Many traditions exist from many different cultures to assist in the Initiation process. To separate the event from the mundane, the Rites involve special dress, cultural symbols, and a specific ceremonial atmosphere. Some initiates may be given new names, nicknames or epithets to go with their new identity. The idea is to find culturally appropriate themes and images that will connect one to their ethnic heritage, which is impressed upon their psyche. Images and symbols, rich with multiple meanings, come embedded in the rituals and stories of a people. Their meanings are implanted without the need for understanding all or any of them. In order for the Rite to have value to the initiate, there must be a significant link to cultural, social identity.
It is important to understand the worth culture has on our conception of the self, especially in regards to social validation, healthy relationships, and successful living. For a child to be given official, public affirmation by those he/she looks to for guidance is an incredibly worthwhile experience. But there must exist within framework a spiritual reflection upon the goals and design of the rites themselves. There is a reason why such ceremonies revolve around religious, as well as cultural (often these two overlap) foundations. To have a spiritual connection to the formation of adult identity is similar to reflecting upon the miracle of childbirth, for in essence a birth does occur within this event. This is not to say that a religious ideology is required for such a practice, only that one should seek spiritual significance in that which takes place the Initiation. By ‘spiritual’ I mean that aspect of development that includes the formation of qualities and character that shape values, ethics, religious beliefs, and relationships to community and environment.
In a materialistic society, where consumerism defines much of what we would call “culture”, a deep-rooted connection to our environment is altogether lacking. Consumerism seems to depend on immaturity and vulnerability. Insecure and unhappy people are far more likely to purchase something that will secure them, if only for a moment. When one feels a relation to something larger than his or her self (but is inherently connected to them), one that will inspire them and allow them to appreciate an intrinsic link to past, present, and future generations, nothing can be more profound. Rather than simply accepting notions of individualism as a cultural stereotype, we must implement social structures towards collectivism to renew the tribal nature that lies within us all.
It must come from an organic culture, one that springs from the lifeblood of our ethnic background, differentiating itself from so-called “pop culture”, which is synthetic and superficial.

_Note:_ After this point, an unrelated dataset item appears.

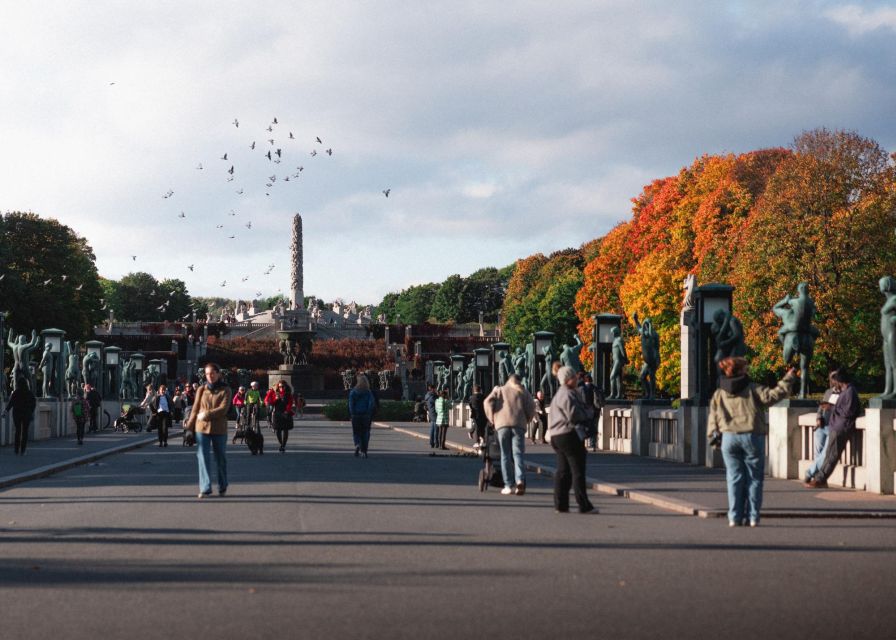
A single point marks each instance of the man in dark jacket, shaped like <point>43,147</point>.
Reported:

The identity needs to develop in a way that promotes positive growth on a psychological scale and socially aware context. Once the child recognizes his or her cultural and personal identity, such expressions as altruism, empathy, and loyalty can manifest in a more pronounced fashion. When this is denied, one can feel isolated, depreciated, and unsympathetic towards others they feel no relationship towards.
It must be recognized that Initiation is not an instantaneous transition from child to adult, and should not be treated as such. Rather, it is the first step towards socialization of youths in their process of maturation into adults. The use of a celebrated event where such a process begins has been a tool successfully used by peoples all over the world for thousands of years. These rites are so solidly rooted in tribal societies because they work, and they are effective because they represent a valid expression of cultural affirmation for youths in their transitive stage. What nature manifests through puberty, we should take advantage by giving our children the proper course towards their own success.